DOKK / manpages / debian 12 / ucto / ucto.1.en

General Commands Manual

NAME

ucto - Unicode Tokenizer

SYNOPSIS

ucto [[options]] [input‐file] [[output‐file]]

DESCRIPTION

ucto ucto tokenizes text files: it separates words from punctuation, splits sentences (and optionally paragraphs), and finds paired quotes. Ucto is preconfigured with tokenisation rules for several languages.

OPTIONS

-c configfile

read settings from a file

-d value

set debug mode to 'value'

-e value

set input encoding. (default UTF8)

-N value

set UTF8 output normalization. (default NFC)

--filter=[YES|NO]

disable filtering of special characters, (default YES) These special characters can be specified in the [FILTER] block of the configuration file.

-f

OBSOLETE. use --filter=NO

-L language

Automatically selects a configuration file by language code. The language code is generally a three-letter iso-639-3 code. For example, 'fra' will select the file tokconfig‐fra from the installation directory

--detectlanguages=<lang1,lang2,..langn>

try to detect all the specified languages. The default language will be 'lang1'. (only useful for FoLiA output)

-l

Convert to all lowercase

-u

Convert to all uppercase

-n

Emit one sentence per line on output

-m

Assume one sentence per line on input

--normalize=class1,class2,..,classn

map all occurrences of tokens with class1,...class to their generic names. e.g --normalize=DATE will map all dates to the word {{DATE}}. Very useful to normalize tokens like URL's, DATE's, E-mail addresses and so on.

--add-tokens="file"

Add additional tokens to the [TOKENS] block of the default language. The file should contain one TOKEN per line.

--passthru

Don't tokenize, but perform input decoding and simple token role detection

--filterpunct

remove most of the punctuation from the output. (not from abreviations and embedded punctuation like John's)

-P

Disable Paragraph Detection

-Q

Enable Quote Detection. (this is experimental and may lead to unexpected results)

-s <string>

Set End‐of‐sentence marker. (Default <utt>)

-V

Show version information

-v

set Verbose mode

-F

Read a FoLiA XML document, tokenize it, and output the modified doc. (this disables usage of most other options: -nPQvs) For files with an '.xml' extension, -F is the default.

--inputclass="cls"

When tokenizing a FoLiA XML document, search for text nodes of class 'cls'. The default is "current".

--outputclass="cls"

When tokenizing a FoLiA XML document, output the tokenized text in text nodes with 'cls'. The default is "current". It is recommended to have different classes for input and output.

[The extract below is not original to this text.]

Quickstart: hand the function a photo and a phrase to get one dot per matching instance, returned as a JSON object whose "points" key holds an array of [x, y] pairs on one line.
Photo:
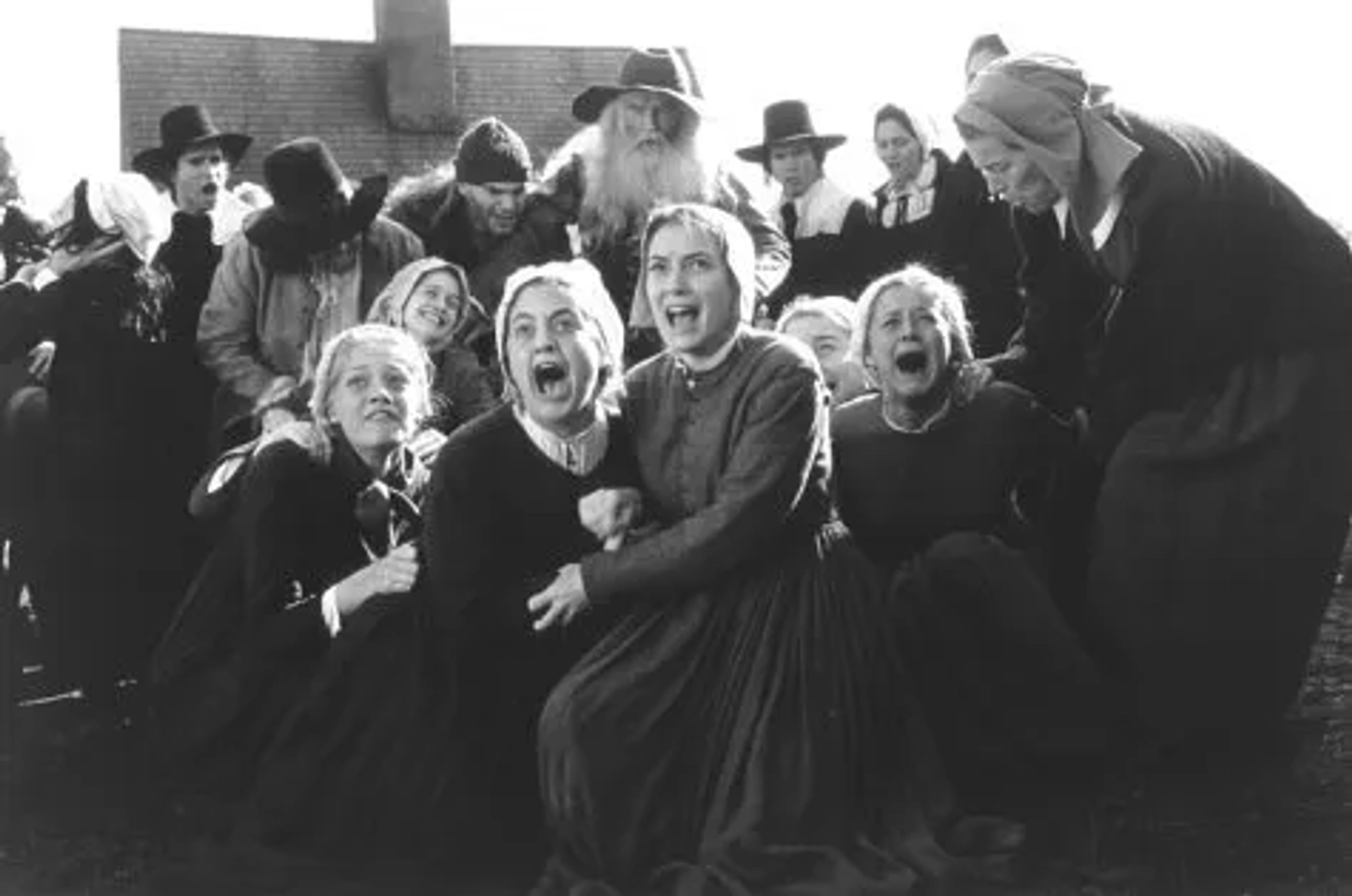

--textclass="cls"(obsolete)

use 'cls' for input and output of text from FoLiA. Equivalent to both --inputclass='cls' and --outputclass='cls')

This option is obsolete and NOT recommended. Please use the separate --inputclass= and --outputclass options.

-X

Output FoLiA XML. (this disables usage of most other options: -nPQvs)

--id <DocId>

Use the specified Document ID for the FoLiA XML

-x <DocId> (obsolete)

Output FoLiA XML, use the specified Document ID. (this disables usage of most other options: -nPQvs).

obsolete Use -X and --id instead

BUGS

likely

AUTHORS

Maarten van Gompel proycon@anaproy.nl

Ko van der Sloot Timbl@uvt.nl

2018 nov 13